Una serata densa di emozioni quella che venerdì 10 ottobre ha creato un ponte virtuale tra la chiesa parrocchiale di Cologno al Serio e l’illustre concittadino Patriarca latino di Gerusalemme cardinal Pierbattista Pizzaballa in vista pastorale in Giordania, grazie al collegamento in videoconferenza.
La famiglia e la Giunta in prima fila
In prima fila, il fratello Fiorenzo e la mamma Maria, visibilmente emozionata che, con le lacrime agli occhi, ha potuto vederlo e salutarlo. “Ciao Pierbattista…” ha esclamato piena d’affetto, tra gli applausi dei fedeli.
“Sono mesi che non lo sento, avrei voglia di abbracciarlo – aveva ammesso prima che apparisse sul maxi schermo – spero che torni presto a casa, ho 90 anni, non ho più molto tempo… Speriamo in bene, davanti al Signore non va nessuno”.
Fiorenzo Pizzaballa (a sinistra) e la mamma Maria (a destra)

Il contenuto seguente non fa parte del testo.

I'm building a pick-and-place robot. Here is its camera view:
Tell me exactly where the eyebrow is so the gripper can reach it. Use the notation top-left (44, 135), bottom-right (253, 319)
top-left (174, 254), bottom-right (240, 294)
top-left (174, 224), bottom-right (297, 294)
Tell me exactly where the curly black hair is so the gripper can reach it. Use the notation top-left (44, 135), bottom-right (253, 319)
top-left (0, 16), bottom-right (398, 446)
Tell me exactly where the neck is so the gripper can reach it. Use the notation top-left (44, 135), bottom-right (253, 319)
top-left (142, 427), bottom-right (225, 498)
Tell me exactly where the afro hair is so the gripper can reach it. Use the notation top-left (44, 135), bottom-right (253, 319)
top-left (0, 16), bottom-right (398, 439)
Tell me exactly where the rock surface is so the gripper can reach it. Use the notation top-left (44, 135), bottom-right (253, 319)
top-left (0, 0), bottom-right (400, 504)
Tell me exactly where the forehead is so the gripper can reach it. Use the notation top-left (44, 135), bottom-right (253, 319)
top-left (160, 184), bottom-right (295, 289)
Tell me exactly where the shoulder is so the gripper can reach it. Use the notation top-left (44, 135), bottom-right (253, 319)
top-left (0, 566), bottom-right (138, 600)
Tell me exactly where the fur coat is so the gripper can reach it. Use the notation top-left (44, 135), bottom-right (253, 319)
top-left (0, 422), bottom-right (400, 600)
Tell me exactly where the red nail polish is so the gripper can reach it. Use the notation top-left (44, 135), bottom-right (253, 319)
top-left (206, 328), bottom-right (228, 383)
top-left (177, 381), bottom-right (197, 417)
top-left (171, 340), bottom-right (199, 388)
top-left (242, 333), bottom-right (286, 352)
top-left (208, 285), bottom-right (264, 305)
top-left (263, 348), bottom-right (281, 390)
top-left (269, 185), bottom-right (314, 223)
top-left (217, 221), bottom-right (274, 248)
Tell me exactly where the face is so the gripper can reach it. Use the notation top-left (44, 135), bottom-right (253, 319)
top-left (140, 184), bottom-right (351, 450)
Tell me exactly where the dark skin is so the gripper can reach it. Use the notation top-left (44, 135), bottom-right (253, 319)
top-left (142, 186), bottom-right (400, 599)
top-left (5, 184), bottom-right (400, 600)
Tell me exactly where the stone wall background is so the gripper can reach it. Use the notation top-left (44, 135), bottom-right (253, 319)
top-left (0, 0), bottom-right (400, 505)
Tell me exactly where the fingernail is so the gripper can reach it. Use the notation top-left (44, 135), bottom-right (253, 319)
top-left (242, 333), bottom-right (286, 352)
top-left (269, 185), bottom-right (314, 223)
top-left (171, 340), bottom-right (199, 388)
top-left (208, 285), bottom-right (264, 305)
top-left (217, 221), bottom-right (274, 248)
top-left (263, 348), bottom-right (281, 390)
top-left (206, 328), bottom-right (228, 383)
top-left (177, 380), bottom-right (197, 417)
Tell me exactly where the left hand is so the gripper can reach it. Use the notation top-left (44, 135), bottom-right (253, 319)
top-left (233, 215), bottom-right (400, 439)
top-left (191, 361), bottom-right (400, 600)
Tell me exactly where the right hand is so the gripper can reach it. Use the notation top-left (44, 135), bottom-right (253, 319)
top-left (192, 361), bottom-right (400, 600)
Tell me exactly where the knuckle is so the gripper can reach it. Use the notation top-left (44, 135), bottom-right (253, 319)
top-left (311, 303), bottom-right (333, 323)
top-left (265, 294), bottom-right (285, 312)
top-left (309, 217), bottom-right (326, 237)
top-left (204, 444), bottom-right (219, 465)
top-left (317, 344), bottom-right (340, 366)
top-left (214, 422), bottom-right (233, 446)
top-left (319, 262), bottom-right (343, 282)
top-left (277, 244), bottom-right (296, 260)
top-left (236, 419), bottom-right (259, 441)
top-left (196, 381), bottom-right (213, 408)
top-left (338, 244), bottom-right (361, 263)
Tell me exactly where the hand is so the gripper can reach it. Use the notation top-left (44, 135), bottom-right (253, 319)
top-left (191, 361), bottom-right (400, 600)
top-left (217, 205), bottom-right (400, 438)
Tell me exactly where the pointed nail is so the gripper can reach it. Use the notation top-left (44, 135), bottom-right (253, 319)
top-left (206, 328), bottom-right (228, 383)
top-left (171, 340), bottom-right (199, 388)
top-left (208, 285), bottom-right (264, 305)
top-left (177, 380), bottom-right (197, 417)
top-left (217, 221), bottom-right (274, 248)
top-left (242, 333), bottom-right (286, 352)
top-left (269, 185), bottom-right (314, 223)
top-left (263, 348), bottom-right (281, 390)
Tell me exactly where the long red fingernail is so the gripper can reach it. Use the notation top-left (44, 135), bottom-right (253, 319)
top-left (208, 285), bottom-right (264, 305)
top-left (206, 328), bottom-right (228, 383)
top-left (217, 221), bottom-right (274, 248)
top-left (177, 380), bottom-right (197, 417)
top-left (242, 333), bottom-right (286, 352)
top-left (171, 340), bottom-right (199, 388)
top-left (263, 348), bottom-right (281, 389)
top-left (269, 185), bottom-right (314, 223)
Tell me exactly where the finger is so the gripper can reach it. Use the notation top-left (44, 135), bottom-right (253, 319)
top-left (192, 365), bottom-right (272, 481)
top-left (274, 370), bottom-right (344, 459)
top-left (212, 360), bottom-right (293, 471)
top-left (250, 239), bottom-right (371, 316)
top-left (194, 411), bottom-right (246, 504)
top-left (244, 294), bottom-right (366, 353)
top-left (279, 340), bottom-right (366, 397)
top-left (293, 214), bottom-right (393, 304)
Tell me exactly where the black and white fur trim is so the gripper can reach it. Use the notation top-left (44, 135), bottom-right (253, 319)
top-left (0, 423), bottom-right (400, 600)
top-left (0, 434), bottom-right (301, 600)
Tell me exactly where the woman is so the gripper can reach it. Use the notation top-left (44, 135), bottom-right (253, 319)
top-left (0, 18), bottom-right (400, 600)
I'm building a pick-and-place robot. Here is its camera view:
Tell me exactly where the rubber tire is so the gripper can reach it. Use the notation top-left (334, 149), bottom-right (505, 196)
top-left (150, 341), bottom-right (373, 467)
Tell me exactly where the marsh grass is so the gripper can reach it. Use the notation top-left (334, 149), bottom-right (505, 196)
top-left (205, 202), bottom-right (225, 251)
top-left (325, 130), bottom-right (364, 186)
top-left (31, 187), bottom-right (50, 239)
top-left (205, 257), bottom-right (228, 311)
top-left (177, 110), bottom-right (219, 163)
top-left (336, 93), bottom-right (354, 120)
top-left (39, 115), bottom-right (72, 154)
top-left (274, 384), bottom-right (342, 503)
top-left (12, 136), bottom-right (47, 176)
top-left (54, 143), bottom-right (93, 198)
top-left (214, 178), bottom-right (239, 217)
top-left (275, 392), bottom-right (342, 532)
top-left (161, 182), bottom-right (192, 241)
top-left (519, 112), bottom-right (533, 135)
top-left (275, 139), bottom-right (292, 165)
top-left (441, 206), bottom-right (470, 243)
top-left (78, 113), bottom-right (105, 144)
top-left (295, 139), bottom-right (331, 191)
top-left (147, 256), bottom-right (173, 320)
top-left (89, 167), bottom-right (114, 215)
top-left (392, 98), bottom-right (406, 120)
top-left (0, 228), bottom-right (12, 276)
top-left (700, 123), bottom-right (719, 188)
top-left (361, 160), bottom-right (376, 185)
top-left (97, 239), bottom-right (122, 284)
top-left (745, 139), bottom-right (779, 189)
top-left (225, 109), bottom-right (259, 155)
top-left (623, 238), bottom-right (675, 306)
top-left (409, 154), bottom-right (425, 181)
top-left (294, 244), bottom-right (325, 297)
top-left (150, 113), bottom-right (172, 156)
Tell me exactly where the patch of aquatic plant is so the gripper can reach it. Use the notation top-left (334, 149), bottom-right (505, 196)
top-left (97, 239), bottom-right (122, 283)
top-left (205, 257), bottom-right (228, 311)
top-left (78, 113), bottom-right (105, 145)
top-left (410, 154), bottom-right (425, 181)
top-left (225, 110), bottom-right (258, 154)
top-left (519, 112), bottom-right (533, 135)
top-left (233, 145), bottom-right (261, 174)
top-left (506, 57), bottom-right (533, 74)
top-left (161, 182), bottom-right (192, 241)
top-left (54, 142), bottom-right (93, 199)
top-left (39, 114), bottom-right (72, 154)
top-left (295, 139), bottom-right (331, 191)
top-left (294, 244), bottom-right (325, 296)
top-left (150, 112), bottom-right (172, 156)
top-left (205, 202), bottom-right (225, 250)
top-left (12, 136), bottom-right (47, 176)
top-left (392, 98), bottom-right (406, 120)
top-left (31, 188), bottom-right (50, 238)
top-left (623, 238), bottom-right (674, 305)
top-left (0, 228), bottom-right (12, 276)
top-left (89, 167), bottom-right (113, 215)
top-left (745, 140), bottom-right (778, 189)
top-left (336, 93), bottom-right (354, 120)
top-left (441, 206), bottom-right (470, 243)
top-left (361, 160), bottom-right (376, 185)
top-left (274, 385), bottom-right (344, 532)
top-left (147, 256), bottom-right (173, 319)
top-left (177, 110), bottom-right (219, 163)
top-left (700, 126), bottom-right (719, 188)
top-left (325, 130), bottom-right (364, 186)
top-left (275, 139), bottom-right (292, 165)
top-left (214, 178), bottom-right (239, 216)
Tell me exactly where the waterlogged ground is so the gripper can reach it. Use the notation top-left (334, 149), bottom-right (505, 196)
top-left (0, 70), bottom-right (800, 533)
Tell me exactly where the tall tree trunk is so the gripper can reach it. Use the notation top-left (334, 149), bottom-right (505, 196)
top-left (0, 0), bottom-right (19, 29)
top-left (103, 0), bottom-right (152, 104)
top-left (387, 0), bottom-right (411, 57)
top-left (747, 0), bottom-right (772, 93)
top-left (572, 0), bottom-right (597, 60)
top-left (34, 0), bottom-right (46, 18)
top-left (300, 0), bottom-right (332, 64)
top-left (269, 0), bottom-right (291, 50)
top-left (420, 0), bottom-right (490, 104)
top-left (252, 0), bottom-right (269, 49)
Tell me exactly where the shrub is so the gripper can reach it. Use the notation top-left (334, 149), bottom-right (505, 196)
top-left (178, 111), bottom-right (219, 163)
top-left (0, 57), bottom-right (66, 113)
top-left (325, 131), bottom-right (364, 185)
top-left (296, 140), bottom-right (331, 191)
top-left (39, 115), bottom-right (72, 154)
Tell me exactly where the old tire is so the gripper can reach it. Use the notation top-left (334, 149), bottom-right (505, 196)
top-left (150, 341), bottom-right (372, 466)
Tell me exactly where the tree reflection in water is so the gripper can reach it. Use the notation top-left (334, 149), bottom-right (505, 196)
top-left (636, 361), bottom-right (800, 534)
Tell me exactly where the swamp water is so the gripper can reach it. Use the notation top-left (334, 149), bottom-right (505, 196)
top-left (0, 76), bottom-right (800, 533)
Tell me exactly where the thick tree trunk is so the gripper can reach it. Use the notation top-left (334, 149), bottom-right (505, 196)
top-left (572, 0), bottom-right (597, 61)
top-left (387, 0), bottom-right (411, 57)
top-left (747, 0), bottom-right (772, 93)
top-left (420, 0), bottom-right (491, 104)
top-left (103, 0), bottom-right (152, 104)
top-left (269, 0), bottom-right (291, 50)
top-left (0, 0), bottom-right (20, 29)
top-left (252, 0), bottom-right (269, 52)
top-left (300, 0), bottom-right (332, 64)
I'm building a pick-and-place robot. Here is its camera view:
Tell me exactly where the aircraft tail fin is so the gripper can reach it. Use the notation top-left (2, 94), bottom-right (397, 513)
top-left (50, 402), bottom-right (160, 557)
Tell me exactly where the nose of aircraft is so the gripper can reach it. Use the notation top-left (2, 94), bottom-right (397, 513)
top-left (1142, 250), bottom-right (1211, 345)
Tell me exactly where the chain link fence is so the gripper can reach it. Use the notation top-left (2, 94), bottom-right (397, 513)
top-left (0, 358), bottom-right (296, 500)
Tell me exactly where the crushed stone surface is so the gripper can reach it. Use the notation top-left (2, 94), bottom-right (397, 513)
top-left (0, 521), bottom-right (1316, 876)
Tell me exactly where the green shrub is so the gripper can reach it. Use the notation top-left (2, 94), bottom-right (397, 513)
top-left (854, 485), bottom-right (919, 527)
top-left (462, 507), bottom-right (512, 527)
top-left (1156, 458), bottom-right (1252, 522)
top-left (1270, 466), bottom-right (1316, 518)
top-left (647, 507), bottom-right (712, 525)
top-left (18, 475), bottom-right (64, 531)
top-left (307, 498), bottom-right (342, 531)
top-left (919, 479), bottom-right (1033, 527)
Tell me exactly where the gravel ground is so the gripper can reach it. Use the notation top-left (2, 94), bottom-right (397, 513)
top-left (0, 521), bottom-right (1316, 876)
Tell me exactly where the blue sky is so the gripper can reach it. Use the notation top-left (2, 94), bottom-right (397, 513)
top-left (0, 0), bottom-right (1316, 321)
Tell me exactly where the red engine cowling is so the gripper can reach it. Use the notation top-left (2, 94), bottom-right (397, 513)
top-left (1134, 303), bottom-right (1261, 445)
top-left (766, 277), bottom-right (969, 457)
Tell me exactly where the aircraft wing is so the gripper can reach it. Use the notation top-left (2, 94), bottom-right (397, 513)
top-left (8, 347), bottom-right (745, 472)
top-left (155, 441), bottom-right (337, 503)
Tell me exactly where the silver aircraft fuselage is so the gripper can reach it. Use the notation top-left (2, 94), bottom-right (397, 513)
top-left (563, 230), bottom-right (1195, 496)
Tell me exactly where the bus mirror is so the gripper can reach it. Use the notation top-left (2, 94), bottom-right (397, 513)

In prima fila anche la sindaca Chiara Drago con la sua Giunta che, insieme alla chiesa gremita, ha atteso di ascoltare dalla viva voce di Sua Beatitudine quella che è la situazione nella martoriata Striscia di Gaza. E lui non si è fatto attendere e, senza retorica e con un realismo che ha smorzato i facili entusiasmi suscitati dagli accordi di pace stretti in questi giorni, ha risposto a una serie di domande introdotte dal parroco don Giuseppe Navoni, che prima di cedere la parola agli interlocutori ha ricordato l’ultima visita di Pizzaballa nel suo paese natale, che lo attendeva per festeggiare la sua nomina a cardinale, due anni fa. Ma proprio in quei giorni accadde il peggio, con la strage del 7 ottobre in Israele che lo costrinse a un rientro frettoloso.
Don Giuseppe Navoni
Le domande della comunità
“Ritiene che sia ancora possibile costruire un percorso politico che riconosca simultaneamente la legittima aspirazione israeliana a vivere in sicurezza entro confini riconosciuti e quella palestinese a uno Stato sovrano e vitale? – ha chiesto Niccolò Arnoldi, studente universitario – Come può la Chiesa contribuire a superare la radicalizzazione che ha portato da una parte al governo più estremista della storia israeliana e dall’altra al controllo terroristico di Hamas su Gaza?”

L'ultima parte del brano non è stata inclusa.